My character was a jilted lover who’d hijacked a sorority reunion aboard the Queen Mary. I was the head hijacker and I had a couple of henchmen. One of my victims was Alicia, played by Robin Dearden. I held her hostage at gunpoint. She smelled good! And she was pretty and funny, too.
But I had a girlfriend and Robin had a boyfriend, so dating was off the table. That turned out to be a good thing. There were no expectations. We could relax and flirt without the pressure of wondering what’s going to happen next. The call times aboard the Queen Mary were at the crack of dawn, so each long day we did a lot of carefree laughing and bonding.
One of my henchmen was taciturn and suspicious and explosively dangerous, and the actor took method acting to a whole other level. In one scene, he was supposed to push Robin against the helicopter. And rather than making the move appear forceful, he actually slammed her hard. He wrenched her finger and bopped her head. An on-set medic attended to her, and she was fine, more shaken than hurt. The guy was inappropriate in his aggression. (A year later Robin was in the supermarket and saw him, and she walked away from a full cart of groceries because she was so unnerved.) As bad as hurting her was, this guy showed no contrition. He was flippant in his response. He said something like, “My character is abusive.” That made me mad. Do you not realize you’re on a set? You’re acting. You have to have some boundaries. You have to look out for your fellow actors. When someone gets hurt on the set, it spoils everything. The fun you’re having, creating—if someone gets hurt, it all goes away. I was concerned about Robin. I tried to comfort her and make her laugh even though she was in pain, and I suppose that brought us closer. We exchanged phone numbers.
On March 7, 1986, I ran in the first Los Angeles Marathon. It was also my thirtieth birthday, and I threw a party at the merry-go-round on the Santa Monica pier. I invited Robin, but she had a prior commitment. She often says if she’d come to that birthday party we wouldn’t be married today. I don’t quite know why she thinks that, but I believe her.

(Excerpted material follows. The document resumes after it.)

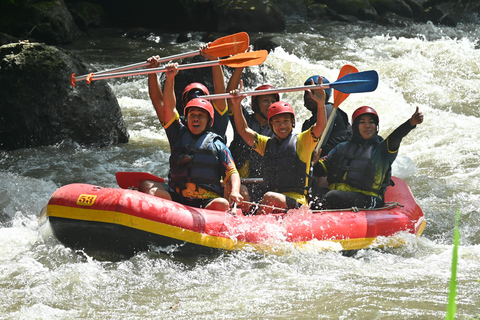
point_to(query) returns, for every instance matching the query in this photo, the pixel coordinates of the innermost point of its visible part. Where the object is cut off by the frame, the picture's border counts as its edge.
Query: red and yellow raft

The next time I saw her was a year later, in 1987. I was in Andy Goldberg’s comedy improv class, and she walked in one day. There was instant recognition and mutual happiness. We started getting on stage together once a week. One day, as class was starting, we kissed hello. Actors kiss hello and good-bye all the time, with no lasting consequences. But even for actors, there is an acceptable kiss duration. Any longer than that . . . something is afoot. That day, Robin and I lingered at each other’s lips. It was a millisecond too long, and we both felt it. We both swore later that neither of us had planned it. But we both felt it.
Still, I didn’t realize how much I liked Robin until I was watching Letterman one night with Javier. We’d become close friends since our Cover Up days, and he was now my roommate. He was also in my improv comedy class. During a commercial break, he said offhandedly, “I think I’m going to ask Robin out.”
“No!” I said. I was surprised at how strongly the word sprang out of me.
He was, too. He said, “Oh, did you ask her out?”
“Well, uh, no,” I said.
That was my impetus to get off my ass. Was I going to go through the Carolyn Kiesel experience again? Hell no.
One day after class we were talking and she found out that I’d never been to the Huntington Library, which was close by in Pasadena. It had a great art collection and beautiful botanical gardens. “You should go,” she said. “We should go.”
Did this constitute a date? I hoped maybe it did.
It was late spring 1987 in Los Angeles, so of course I was wearing white slacks and a short-sleeved shirt with a green floral pattern and mesh shoes. She wore almost the exact same outfit in reverse: a green and white skirt and a white shirt. It worked better on her. We laughed.
We had a beautiful day. Robin drove because I had never been to the Huntington Library before. She knew how to get there.
When she dropped me off, we sat in the car talking for a long time. Then I got out of the car and walked around to the driver’s side door and kissed Robin through the open window. I watched as she drove away, thinking: I hope I get to do that again.